It is with great pride and joy that we congratulate Professor Angie Farrow, Massey University’s first professor of theatre studies, on receiving the award of Officer of the New Zealand Order of Merit.
Professor Farrow is a critically acclaimed playwright, teacher and author. Over a creative career spanning four decades, she has won more than 20 national and international prizes.
As a university teacher working in our school throughout her career, Angie developed unique interdisciplinary creative methods of teaching that supported not only those studying the arts, but also those studying business, health and science, to understand the role of creativity in their life and work, and find sustenance in creative thinking and practice.
Teaching has been Angie’s lifelong vocation, and she has transformed many of the students and communities she has worked with, instilling passion and enthusiasm through holistic learning techniques that build confidence, honour difference, and celebrate change.
Angie’s commitment to her students and her passion for teaching and learning won her five teaching awards during her time with us at Massey University, including a national tertiary teaching gong, and ‘Lecturer of the Year’ awards from Massey students. Through her work with Ako Aotearoa, Angie has, in turn, passed these techniques on to other teachers throughout the country, engendering a whole new generation of confident creative teachers.
Her creative work has also been widely awarded: she has won international short play competitions from Canada to Australia, and staged her work in professional performance throughout New Zealand and abroad. Her environmental plays, located in and developed with communities, have forged an entirely new genre of community-grounded eco-storytelling. She has written three such large-scale community plays: Despatch (2007), Before The Birds, (2009), and The River (2012). Despatch won the prestigious ‘The Pen is a Mighty Sword’ International Playwriting Competition and Before the Birds won the ‘Bruce Wrenn Award for Outstanding Contribution to NZ Playwriting’ as well as the ‘Best Play by a Female Playwright’ 2018 Adam New Zealand Play Award, and a Globe Theatre Award for ‘Best New New Zealand Play’.

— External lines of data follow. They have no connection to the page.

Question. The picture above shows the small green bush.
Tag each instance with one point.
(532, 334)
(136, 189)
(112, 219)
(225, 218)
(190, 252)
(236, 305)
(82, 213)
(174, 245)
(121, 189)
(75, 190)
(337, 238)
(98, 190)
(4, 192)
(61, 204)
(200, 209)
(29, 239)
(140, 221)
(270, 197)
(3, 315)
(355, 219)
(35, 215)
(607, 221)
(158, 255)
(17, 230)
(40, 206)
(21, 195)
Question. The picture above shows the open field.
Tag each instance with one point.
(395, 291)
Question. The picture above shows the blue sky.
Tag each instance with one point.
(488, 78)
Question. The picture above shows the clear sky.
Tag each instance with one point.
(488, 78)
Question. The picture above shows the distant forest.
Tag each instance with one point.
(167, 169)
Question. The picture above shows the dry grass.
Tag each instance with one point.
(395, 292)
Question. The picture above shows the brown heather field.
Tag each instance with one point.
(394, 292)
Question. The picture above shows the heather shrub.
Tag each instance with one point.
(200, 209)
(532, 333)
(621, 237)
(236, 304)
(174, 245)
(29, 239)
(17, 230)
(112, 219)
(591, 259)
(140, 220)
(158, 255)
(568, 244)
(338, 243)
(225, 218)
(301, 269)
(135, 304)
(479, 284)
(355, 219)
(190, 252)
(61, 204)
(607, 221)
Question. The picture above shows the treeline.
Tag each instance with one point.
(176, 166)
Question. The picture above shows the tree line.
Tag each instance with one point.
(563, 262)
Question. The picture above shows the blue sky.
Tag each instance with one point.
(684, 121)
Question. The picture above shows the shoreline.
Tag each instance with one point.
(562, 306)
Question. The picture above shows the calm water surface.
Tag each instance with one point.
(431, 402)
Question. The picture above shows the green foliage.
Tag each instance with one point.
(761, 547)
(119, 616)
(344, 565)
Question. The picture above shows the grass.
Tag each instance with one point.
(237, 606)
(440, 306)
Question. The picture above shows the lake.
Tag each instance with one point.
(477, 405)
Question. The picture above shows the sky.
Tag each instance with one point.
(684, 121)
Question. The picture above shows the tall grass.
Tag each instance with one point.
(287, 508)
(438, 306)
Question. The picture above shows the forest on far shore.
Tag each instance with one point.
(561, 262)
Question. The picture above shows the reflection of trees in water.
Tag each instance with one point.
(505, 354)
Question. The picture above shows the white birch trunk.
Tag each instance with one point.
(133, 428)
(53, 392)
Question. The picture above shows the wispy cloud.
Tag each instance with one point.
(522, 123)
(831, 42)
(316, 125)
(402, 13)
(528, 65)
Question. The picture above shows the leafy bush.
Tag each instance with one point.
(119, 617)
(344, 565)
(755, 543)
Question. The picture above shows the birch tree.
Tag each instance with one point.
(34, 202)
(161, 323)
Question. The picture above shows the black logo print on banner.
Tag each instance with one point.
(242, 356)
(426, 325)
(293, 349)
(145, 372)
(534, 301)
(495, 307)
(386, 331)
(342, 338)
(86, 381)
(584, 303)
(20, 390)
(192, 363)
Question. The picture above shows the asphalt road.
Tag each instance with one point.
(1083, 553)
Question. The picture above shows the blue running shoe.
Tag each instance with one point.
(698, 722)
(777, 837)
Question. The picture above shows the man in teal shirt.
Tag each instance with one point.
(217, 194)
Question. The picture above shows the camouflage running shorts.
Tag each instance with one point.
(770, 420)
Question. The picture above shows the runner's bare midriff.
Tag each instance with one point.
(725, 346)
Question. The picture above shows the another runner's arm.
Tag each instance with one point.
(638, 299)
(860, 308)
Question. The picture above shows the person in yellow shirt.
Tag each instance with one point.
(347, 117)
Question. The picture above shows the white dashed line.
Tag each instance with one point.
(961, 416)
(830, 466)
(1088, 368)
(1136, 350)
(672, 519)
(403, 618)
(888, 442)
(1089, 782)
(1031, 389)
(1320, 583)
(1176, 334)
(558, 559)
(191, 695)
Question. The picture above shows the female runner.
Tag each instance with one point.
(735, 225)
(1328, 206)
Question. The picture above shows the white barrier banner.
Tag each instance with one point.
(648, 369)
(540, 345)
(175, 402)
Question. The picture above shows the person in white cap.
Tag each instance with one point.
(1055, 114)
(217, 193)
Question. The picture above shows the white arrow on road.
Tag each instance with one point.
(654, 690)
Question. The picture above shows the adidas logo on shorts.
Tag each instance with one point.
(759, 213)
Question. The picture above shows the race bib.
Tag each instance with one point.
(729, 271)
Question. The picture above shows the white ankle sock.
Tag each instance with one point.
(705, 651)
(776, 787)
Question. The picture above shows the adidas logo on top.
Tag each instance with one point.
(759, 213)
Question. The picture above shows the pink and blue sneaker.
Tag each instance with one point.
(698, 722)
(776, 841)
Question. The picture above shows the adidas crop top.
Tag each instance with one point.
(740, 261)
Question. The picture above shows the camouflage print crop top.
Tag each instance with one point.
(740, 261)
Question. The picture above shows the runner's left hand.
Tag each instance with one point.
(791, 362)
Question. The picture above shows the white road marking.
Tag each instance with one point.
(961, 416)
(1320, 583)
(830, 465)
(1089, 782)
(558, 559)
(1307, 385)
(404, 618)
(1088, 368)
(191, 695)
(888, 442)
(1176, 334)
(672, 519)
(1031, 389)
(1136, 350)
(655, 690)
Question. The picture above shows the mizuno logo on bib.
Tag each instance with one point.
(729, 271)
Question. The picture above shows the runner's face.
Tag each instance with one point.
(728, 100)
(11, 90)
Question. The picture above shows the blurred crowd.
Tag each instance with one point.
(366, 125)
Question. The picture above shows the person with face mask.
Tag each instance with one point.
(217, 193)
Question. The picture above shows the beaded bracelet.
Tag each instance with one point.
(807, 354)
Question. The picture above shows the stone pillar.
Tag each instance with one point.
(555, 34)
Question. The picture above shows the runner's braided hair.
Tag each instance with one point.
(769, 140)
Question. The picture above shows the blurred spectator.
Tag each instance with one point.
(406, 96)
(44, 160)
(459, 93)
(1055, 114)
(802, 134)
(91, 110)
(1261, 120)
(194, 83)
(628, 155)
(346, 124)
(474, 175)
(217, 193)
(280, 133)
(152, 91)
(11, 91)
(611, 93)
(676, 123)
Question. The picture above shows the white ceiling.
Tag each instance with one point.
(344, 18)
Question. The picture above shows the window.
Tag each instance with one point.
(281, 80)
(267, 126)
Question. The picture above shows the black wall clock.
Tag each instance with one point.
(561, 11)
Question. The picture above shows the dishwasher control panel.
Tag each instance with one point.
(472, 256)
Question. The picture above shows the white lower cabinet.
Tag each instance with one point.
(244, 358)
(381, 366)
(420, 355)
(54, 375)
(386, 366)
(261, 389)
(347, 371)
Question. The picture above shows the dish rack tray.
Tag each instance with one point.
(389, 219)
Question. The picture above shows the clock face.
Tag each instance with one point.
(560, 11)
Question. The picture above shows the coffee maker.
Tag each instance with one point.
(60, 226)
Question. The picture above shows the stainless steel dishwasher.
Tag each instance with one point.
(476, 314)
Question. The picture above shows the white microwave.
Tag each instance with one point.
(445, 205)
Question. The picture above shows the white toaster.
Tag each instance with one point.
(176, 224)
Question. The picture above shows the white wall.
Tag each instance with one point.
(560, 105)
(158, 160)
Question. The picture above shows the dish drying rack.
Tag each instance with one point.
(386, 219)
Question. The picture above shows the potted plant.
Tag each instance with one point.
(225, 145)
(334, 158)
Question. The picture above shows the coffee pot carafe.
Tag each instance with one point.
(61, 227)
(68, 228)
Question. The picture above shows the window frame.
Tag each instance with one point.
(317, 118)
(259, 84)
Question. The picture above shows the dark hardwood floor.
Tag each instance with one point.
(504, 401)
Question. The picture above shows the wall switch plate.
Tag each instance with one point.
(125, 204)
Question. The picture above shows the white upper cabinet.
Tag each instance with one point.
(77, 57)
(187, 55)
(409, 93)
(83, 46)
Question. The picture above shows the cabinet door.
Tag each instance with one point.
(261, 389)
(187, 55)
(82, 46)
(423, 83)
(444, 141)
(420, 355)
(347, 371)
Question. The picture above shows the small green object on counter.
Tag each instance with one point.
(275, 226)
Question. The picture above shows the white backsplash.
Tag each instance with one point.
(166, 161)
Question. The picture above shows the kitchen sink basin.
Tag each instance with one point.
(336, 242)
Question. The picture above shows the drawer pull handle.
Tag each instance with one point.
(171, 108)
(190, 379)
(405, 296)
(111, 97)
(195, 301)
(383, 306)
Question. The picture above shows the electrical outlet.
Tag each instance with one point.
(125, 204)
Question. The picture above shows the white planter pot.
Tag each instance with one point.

Angie has also been central to forging new arts initiatives in the Manawatū, such as the Visiting Artists programme. She was the tireless driving force behind Summer Shakespeare, the biennial Festival of New Arts, and the Arts on Wednesday series for many years. These events have provided opportunities for students and the public in regional Manawatū to engage with artists of national and international calibre in ways that are affordable, accessible, and innovative.
Angie lives by the encouragement she gives her own students: the only way to find your creativity is to do it. If you want to make a difference, invest in a creative life. The multidisciplinary Expressive Arts curriculum that we now teach, in which so many students are able to find their voice and their sense of themselves as confident, capable learners, often for the first time in their educational history, would not exist without her vision and her courage to champion different ways of teaching and learning.
Professor Angie Farrow has changed the lives of many, and, although she retired from our school last year after a long and incredibly rich contribution, she nonetheless continues to contribute both as an honorary research associate in the school, and through broader ongoing contributions to the arts such as her independent workshops and facilitation in areas of creativity, leadership, and confident public speaking.
We could not be prouder of her for receiving this well-deserved ONZM honour.